Menyadari bahaya ini, Kim Jong-il, pemimpin Korea Utara yang meninggal pada 2011 lalu, membentuk tim khusus yang diizinkan menerobos ke rumah-rumah, memutus listrik sebelum menyergap masuk untuk mencegah "tersangka" mengeluarkan cakram dari pemutar DVD. Tapi para pembelot mengaku bahwa penyelundup telah bekerja keras untuk mengecoh petugas dengan mengimpor pemutar DVD bertenaga baterai juga lewat flash drive yang lebih mudah disembunyikan.
Situs berita yang berbasis di Seoul, Daily NK, yang dijalankan oleh para pembelot Korea Utara dan memiliki jaringan informan luas, mewawancarai beberapa warga di area perbatasan. Salah satunya Kim Eun-hye, seorang wanita paruh baya yang tinggal di Pyongsung. Ia mengaku telah menonton drama Korea Selatan selama sepuluh tahun.
“Saya suka Hyun Bin dan Kwon Sang Woo,” ungkap Eun-hye. Mengacu pada dua aktor kenamaan Korea Selatan. “Saya telah menyaksikan drama mereka sampai sekitar 10 kali,” ucapnya bangga.

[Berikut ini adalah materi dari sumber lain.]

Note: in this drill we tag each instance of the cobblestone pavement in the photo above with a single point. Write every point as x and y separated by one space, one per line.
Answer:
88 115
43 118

Kaset video, keping CD dan DVD, serta perangkat murahan buatan Cina untuk memutarnya, dengan cepat menjadi barang paling laku di pasar gelap. Seperti kokain, jual beli drama Korea bajakan seringnya hanya sebatas kepentingan bisnis. Namun banyak pembelot dan grup pro-demokrasi ikut membantu menyebarluaskan barang haram ini.
Mungkinkah Akan Ada Perlawanan Massif?
Ketika ditanya kans perlawanan warga Korea Utara, Slavoj Zizek menjawab dengan pesimis. Menurutnya, pemberontakan tidak terjadi ketika keadaan berada di titik paling putus asa. Pemberontakan terjadi ketika hal-hal menjadi sedikit lebih longgar. Karena ada nasihat buat para diktator: Jangan ada kompromi! Jadilah brutal! Saat kalian mulai membuat kompromi, orang akan menuntut lebih dan lebih. Dalam hal ini, Bung Besar Korea Utara melaksanakan kediktaktorannya dengan amanah.
Tapi secercah harapan itu ada pada drama Korea. Kang Dong-wan dari Korea Institute for National Unification berkomentar, “Berkat menonton drama Korea Selatan, warga Korea Utara belajar kebohongan pemerintahnya sekaligus timbul keinginan untuk hidup dalam masyarakat yang lebih maju seperti di Selatan.”
Dong-wan menulis buku The Korean Wave Shakes North Korea yang disusun berdasarkan wawancara mendalam dengan 33 pembelot dari sembilan provinsi di Korea Utara. Hasil penelitian menekankan bahwa pembicaraan tentang gelombang Korea ini bukan sesuatu yang dibesar-besarkan. Ternyata 50 persen dari pembelot menikmati media visual Korea Selatan lebih dari sekali seminggu sebelum mereka melarikan diri ke Selatan.
Warga Korea Utara mengagumi Korea Selatan berkat imaji kehidupan yang dicitrakan. Menurut Dong-wan, pembelot yang telah menonton drama Korea datang dengan mimpi bahwa mereka akan menjadi kaya di sini. Tapi yang lebih penting adalah bahwa akses terhadap dunia luar tersebut memicu orang-orang Korea Utara agar bisa memikirkan ulang sebuah masyarakat yang terbuka seperti di Korea Selatan.
“Saya yakin opera sabun punya dampak bagi warga Korea Utara,” kata Jang Se-yul, professor Matematika yang berhasil menyebrang ke Selatan. “Saya buktinya,” tegasnya.